WHAT SHAPED THE OCEAN FLOOR?





The face of the Earth is always changing and throughout geologic history oceans have been created and destroyed. Modern geologic evidence indicates that the ocean bottom is moving at a rate from about one-half to six inches a year through a process called plate tectonics.

Roughly 200 million years ago the Earth's surface was very different from the familiar pattern of land we know today. All of the land masses were grouped together into one vast supercontinent called Pangaea. The rest of the globe was covered by a single great ocean known as Panthalassa.

Slowly, over millions of years, the great land mass split apart. The pieces began to move over the Earth's surface driven by slowly churning currents in the molten rocks beneath the Earth's hard outer layers. The gigantic plates on the Earth's crust move like a conveyor belt. As new areas of ocean floor form at mid-ocean ridges, old areas are dragged down, or subducted, into the Earth's mantle, which explains why the older rocks cannot be found.

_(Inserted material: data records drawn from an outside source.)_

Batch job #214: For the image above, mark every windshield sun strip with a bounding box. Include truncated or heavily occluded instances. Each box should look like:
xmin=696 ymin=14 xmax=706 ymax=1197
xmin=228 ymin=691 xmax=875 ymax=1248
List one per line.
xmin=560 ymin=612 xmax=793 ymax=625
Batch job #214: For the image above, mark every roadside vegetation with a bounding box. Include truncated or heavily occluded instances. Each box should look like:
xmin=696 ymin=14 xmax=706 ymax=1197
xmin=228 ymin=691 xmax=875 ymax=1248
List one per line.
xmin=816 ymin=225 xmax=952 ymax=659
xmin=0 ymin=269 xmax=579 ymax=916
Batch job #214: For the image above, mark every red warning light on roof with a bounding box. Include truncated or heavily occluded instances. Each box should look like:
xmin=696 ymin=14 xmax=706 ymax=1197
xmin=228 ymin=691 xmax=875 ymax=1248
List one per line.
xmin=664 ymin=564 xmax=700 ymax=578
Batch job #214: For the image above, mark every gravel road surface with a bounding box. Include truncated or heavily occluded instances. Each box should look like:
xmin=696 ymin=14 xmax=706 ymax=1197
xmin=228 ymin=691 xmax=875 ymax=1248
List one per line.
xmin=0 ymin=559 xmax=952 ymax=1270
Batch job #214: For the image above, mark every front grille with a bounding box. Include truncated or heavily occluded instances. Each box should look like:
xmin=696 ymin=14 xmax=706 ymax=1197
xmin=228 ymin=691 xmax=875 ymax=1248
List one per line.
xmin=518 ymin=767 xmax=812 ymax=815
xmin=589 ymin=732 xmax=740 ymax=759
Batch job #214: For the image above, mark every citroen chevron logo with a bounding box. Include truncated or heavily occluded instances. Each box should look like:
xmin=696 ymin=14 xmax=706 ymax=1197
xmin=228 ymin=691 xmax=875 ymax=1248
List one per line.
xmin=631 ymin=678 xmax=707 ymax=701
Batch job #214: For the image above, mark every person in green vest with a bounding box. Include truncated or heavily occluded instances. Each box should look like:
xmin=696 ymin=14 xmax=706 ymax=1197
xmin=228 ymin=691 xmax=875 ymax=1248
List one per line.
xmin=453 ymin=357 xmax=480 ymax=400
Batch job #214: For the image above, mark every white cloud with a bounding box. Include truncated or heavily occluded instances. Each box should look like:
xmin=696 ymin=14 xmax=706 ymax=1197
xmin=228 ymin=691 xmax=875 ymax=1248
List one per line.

By about 35 million years ago the pattern of land and sea was very much like it is today. But the continents are still moving and as the Atlantic and Indian oceans continue to get wider by a few inches every year, the Pacific is slowly shrinking. At the northeast corner of Africa we can see the start of a new ocean. For the last 25 million years, the Red Sea has been widening. If it continues at the same rate, in 200 million years it will be as wide as the Atlantic is today.